To attain and maintain the moral high ground, those victims of the President’s excesses must not lower themselves into doing the same things he did to others. The Constitution must in all cases be allowed to prevail.
My other worry is about secret lists being circulated. Whoever has a hint of how Nazi Germany was run and the genocidal activity undertaken; how more than 100,000 Bosnians-mostly Muslims were killed under Serbian ethnic cleansing and in Rwanda where nearly a Million Tutsi and moderate Hutus were killed should shriek when they hear words like “collaborators” and “traitors” being used against fellow citizens. In all these instances, secret lists of men and women who had helped the Nazis, or having had secret deals with the invader or one side or the other of the conflict were cited as legitimate bases upon which arson and killing were carried out.
Although the North under men such as Babangida Aliyu have both mandate and legitimacy to give Dr. Jonathan a good fight for 2015, this battle must be fought on development issues with civility and utmost decorum.
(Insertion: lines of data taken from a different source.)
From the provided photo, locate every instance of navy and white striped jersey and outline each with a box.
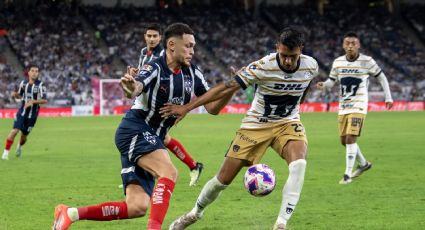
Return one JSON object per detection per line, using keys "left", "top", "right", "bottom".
{"left": 137, "top": 45, "right": 165, "bottom": 70}
{"left": 126, "top": 54, "right": 210, "bottom": 138}
{"left": 17, "top": 79, "right": 47, "bottom": 119}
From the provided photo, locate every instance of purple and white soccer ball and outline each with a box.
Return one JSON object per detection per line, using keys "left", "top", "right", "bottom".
{"left": 243, "top": 164, "right": 276, "bottom": 197}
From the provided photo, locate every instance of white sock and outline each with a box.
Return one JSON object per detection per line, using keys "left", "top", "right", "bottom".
{"left": 2, "top": 149, "right": 9, "bottom": 157}
{"left": 17, "top": 144, "right": 21, "bottom": 150}
{"left": 67, "top": 208, "right": 79, "bottom": 222}
{"left": 276, "top": 159, "right": 307, "bottom": 226}
{"left": 345, "top": 143, "right": 357, "bottom": 176}
{"left": 355, "top": 143, "right": 367, "bottom": 166}
{"left": 191, "top": 176, "right": 227, "bottom": 217}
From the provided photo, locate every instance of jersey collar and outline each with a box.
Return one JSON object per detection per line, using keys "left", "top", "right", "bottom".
{"left": 276, "top": 53, "right": 300, "bottom": 74}
{"left": 345, "top": 53, "right": 360, "bottom": 62}
{"left": 160, "top": 53, "right": 185, "bottom": 76}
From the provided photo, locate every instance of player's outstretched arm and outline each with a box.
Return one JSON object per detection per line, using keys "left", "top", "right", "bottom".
{"left": 316, "top": 78, "right": 335, "bottom": 90}
{"left": 160, "top": 78, "right": 241, "bottom": 120}
{"left": 203, "top": 66, "right": 245, "bottom": 115}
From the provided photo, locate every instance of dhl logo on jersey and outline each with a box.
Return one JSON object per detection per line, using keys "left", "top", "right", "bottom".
{"left": 341, "top": 69, "right": 362, "bottom": 74}
{"left": 273, "top": 83, "right": 307, "bottom": 91}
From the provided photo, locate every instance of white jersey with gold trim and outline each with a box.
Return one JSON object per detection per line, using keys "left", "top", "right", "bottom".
{"left": 329, "top": 53, "right": 382, "bottom": 115}
{"left": 235, "top": 53, "right": 319, "bottom": 129}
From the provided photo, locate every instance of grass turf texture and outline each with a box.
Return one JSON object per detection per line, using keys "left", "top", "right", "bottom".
{"left": 0, "top": 111, "right": 424, "bottom": 229}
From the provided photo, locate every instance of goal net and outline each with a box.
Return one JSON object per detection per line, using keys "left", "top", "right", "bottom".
{"left": 99, "top": 79, "right": 133, "bottom": 115}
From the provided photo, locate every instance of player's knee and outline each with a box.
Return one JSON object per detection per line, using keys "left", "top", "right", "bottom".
{"left": 159, "top": 164, "right": 178, "bottom": 182}
{"left": 345, "top": 135, "right": 356, "bottom": 144}
{"left": 9, "top": 129, "right": 19, "bottom": 137}
{"left": 163, "top": 134, "right": 171, "bottom": 145}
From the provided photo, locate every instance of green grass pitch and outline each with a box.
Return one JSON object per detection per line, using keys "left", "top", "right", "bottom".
{"left": 0, "top": 111, "right": 424, "bottom": 229}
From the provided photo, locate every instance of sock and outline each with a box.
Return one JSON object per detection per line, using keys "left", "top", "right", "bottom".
{"left": 147, "top": 177, "right": 176, "bottom": 230}
{"left": 5, "top": 138, "right": 13, "bottom": 151}
{"left": 345, "top": 143, "right": 357, "bottom": 176}
{"left": 76, "top": 201, "right": 128, "bottom": 221}
{"left": 355, "top": 143, "right": 367, "bottom": 166}
{"left": 276, "top": 159, "right": 307, "bottom": 226}
{"left": 166, "top": 138, "right": 197, "bottom": 170}
{"left": 191, "top": 176, "right": 227, "bottom": 217}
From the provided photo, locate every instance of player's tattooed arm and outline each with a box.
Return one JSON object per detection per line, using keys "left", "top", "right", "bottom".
{"left": 120, "top": 66, "right": 144, "bottom": 99}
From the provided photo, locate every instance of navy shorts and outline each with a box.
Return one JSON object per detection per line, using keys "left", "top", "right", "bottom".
{"left": 115, "top": 117, "right": 166, "bottom": 196}
{"left": 13, "top": 112, "right": 38, "bottom": 135}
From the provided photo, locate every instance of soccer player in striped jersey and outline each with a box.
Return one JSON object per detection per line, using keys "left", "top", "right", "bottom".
{"left": 164, "top": 27, "right": 318, "bottom": 230}
{"left": 317, "top": 32, "right": 393, "bottom": 184}
{"left": 136, "top": 23, "right": 204, "bottom": 187}
{"left": 2, "top": 65, "right": 47, "bottom": 160}
{"left": 52, "top": 23, "right": 232, "bottom": 230}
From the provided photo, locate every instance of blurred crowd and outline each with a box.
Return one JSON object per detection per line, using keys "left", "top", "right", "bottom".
{"left": 0, "top": 1, "right": 424, "bottom": 109}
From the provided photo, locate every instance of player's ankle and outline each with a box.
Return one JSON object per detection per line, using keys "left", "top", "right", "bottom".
{"left": 67, "top": 208, "right": 79, "bottom": 222}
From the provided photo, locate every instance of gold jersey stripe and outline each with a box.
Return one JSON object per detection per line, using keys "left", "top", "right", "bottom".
{"left": 334, "top": 59, "right": 371, "bottom": 62}
{"left": 265, "top": 77, "right": 312, "bottom": 83}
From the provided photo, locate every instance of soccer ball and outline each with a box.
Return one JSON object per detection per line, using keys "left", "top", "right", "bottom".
{"left": 243, "top": 164, "right": 276, "bottom": 197}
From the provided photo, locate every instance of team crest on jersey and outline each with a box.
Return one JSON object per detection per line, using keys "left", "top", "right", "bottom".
{"left": 143, "top": 131, "right": 157, "bottom": 145}
{"left": 33, "top": 86, "right": 39, "bottom": 93}
{"left": 304, "top": 72, "right": 312, "bottom": 79}
{"left": 184, "top": 79, "right": 192, "bottom": 93}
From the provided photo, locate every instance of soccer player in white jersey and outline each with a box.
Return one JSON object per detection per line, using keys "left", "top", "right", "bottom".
{"left": 317, "top": 32, "right": 393, "bottom": 184}
{"left": 133, "top": 23, "right": 204, "bottom": 187}
{"left": 161, "top": 27, "right": 319, "bottom": 230}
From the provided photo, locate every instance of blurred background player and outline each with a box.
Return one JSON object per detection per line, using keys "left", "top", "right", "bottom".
{"left": 52, "top": 22, "right": 231, "bottom": 230}
{"left": 132, "top": 23, "right": 204, "bottom": 187}
{"left": 163, "top": 27, "right": 318, "bottom": 230}
{"left": 317, "top": 32, "right": 393, "bottom": 184}
{"left": 2, "top": 64, "right": 47, "bottom": 160}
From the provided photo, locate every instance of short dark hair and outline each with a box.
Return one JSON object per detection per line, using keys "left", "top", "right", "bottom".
{"left": 278, "top": 27, "right": 305, "bottom": 50}
{"left": 27, "top": 64, "right": 39, "bottom": 70}
{"left": 163, "top": 22, "right": 194, "bottom": 49}
{"left": 344, "top": 31, "right": 359, "bottom": 39}
{"left": 145, "top": 23, "right": 162, "bottom": 34}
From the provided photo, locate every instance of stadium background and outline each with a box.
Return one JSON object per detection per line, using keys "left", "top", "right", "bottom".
{"left": 0, "top": 1, "right": 425, "bottom": 230}
{"left": 0, "top": 0, "right": 424, "bottom": 116}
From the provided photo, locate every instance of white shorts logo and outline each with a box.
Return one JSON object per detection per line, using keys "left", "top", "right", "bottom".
{"left": 143, "top": 131, "right": 157, "bottom": 145}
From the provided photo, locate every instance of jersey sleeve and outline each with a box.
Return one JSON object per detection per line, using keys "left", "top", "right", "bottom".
{"left": 137, "top": 48, "right": 146, "bottom": 70}
{"left": 235, "top": 61, "right": 262, "bottom": 90}
{"left": 329, "top": 61, "right": 338, "bottom": 81}
{"left": 39, "top": 82, "right": 47, "bottom": 100}
{"left": 368, "top": 58, "right": 382, "bottom": 77}
{"left": 18, "top": 80, "right": 25, "bottom": 96}
{"left": 312, "top": 59, "right": 320, "bottom": 78}
{"left": 193, "top": 66, "right": 210, "bottom": 97}
{"left": 135, "top": 63, "right": 159, "bottom": 93}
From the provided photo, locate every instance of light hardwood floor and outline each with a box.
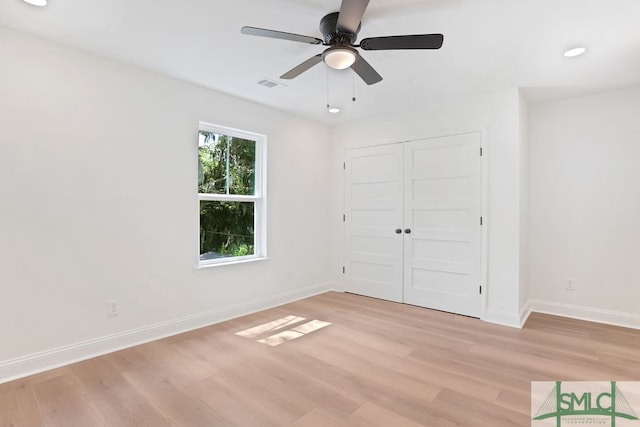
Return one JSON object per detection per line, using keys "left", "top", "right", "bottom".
{"left": 1, "top": 291, "right": 639, "bottom": 426}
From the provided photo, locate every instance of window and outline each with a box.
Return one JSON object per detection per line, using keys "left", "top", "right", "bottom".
{"left": 198, "top": 122, "right": 266, "bottom": 266}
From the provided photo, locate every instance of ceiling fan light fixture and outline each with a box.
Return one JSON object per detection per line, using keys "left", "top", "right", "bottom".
{"left": 564, "top": 47, "right": 587, "bottom": 57}
{"left": 323, "top": 47, "right": 357, "bottom": 70}
{"left": 23, "top": 0, "right": 47, "bottom": 5}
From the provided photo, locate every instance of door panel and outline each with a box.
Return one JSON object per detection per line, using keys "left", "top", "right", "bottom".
{"left": 344, "top": 144, "right": 403, "bottom": 302}
{"left": 403, "top": 133, "right": 482, "bottom": 317}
History has always had a way of dealing with people who sided with rulers to decimate (Nigerian) nationalism.
A failed politician, Vidkan Quisling cut a secret deal with the Nazi but they betrayed him after invading Norway in 1940. Another failed politician, Anton Musset, had a thirst for power that led him to make a pact with the Nazis to the point of pledging personal allegiance to Hitler. Hitler turned the table against him when it mattered to him the most.
Here at home, if you look at all those who are crying the loudest about injustice in the Jonathan regime, are they not those who made him President, against the wishes of their own people?